Well, no, I don’t. I don’t get it. It’s not like Trump hid who he was at any point during the race or during his first (sigh) 200 days.
But you wanted a Republican agenda, and you were disgusted at the prospect of a Hillary Clinton presidency, and you pulled the lever for the orange one. You held your nose and voted. Lesser of two evils.
Maybe you wanted to believe his shenanigans were an act. His stir-the-pot, say-something-outrageous-and-watch-the-media-jump antics were a means to an end, and not just an end in themselves. Seven-dimensional chess. The real point was that he was going to make America great again. Shake up the system. Drain the swamp. Lock her up.
And maybe it was possible to hide behind all that. “I wish he’d act more presidential, but…” Point to healthcare instead. (Oh, wait.) Point to his wall instead. (Hmm, maybe not.) Point to the Republican-controlled congress and all the progress they’re making. (Yeah, about that…)
But you can’t hide behind that anymore, can you? You can’t, with any ounce of dignity or plausible deniability, say that you “wish he’d act better.” Because he has now laid out on the table exactly who he is for everybody to see. It doesn’t get simpler than condemning white nationalists. It doesn’t get easier than saying “those dicks over there? The ones flying swastikas on the streets of America? Yeah, they’re not okay.” You don’t have to wait two days for “the facts to come in.” (When does this guy ever wait for facts, anyway? He’s got a tweet locked and loaded for anybody who rubs him wrong on literally any other topic, but literal Nazis? Nah, let’s make sure we have full information.) You stomp on it. Set fire to it. Throw it over the fence. Put as much daylight between you and that ideology as you possibly can.

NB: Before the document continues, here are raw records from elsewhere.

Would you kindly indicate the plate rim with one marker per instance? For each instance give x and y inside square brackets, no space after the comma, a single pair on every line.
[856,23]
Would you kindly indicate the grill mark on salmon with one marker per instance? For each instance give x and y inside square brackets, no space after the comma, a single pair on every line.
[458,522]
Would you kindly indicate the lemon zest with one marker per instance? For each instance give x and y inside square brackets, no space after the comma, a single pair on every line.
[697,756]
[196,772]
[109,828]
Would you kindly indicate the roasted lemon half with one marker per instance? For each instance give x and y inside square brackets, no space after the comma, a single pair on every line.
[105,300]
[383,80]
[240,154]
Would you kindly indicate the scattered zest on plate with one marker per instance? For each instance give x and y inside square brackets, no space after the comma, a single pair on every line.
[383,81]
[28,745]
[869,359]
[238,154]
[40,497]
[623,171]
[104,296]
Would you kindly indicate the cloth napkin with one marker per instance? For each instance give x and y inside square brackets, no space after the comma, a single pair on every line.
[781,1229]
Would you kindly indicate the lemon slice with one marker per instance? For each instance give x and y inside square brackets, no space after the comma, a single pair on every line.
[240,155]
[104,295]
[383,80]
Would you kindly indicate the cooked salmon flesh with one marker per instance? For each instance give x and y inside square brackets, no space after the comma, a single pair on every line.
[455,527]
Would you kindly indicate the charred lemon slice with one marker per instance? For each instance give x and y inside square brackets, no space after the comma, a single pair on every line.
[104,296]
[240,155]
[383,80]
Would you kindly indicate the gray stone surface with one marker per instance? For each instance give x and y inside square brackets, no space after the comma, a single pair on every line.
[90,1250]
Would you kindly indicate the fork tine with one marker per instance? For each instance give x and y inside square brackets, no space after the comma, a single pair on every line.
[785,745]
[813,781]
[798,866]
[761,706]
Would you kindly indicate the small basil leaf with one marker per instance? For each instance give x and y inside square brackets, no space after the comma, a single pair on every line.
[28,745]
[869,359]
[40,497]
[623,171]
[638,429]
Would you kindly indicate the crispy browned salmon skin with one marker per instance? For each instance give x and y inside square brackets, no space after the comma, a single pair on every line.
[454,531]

But he can’t (or won’t) do that.
I can’t say I’m surprised, and really, nobody should be. But maybe you are. Maybe it’s possible that you thought this was all an act, that he courted the support of these people to further his political ends.
But you see that’s impossible, right? This ridiculous stand for the wrongest thing possible is costing him politically no matter how you look at it. There’s no reason for it other than that he supports these people, or at the very least, doesn’t think they’re a problem.
And that’s a problem.
The president should be unifying us, but instead he’s dividing us more and more at every turn.
He should be supporting and protecting the lowest among us, and instead he’s empowering the worst among us (to be clear, those would be the Nazis and white supremacists) to prey on and intimidate everybody else.
The Trump train is heading for a catastrophe. Let’s not kid ourselves: already it’s a catastrophe, but now it’s a catastrophe heading for calamity.
One is dead in this conflict, and he can’t call those responsible by name.
And they’re planning more rallies this weekend. One in my home city. And worse than the fact that they’re doing it to begin with is the fact that now they feel empowered because the president (who they clearly identify as one of their own, and he doesn’t seem to want to decry that characterization, either).
Decrying his bad behavior is no longer enough. Republicans coming out and condemning white supremacy in the wake of this — that’s, like, less than the bare minimum. Condemning white supremacy is the default position for a human. You shouldn’t have to announce that you don’t approve of it, and yet doing so is somehow seen as a brave stand by those who have hitched themselves to Trump’s wagon for 200 painful days.
It’s not enough. Talk is cheap. It’s time for the people who held their noses and voted for Trump to stop blindly defending this old, racist monster. And stop supporting the cowardly Republicans who won’t stand up to him.
You can’t pretend anymore.
It’s time for him to go.
Past time, really.
But there’s no time like the present.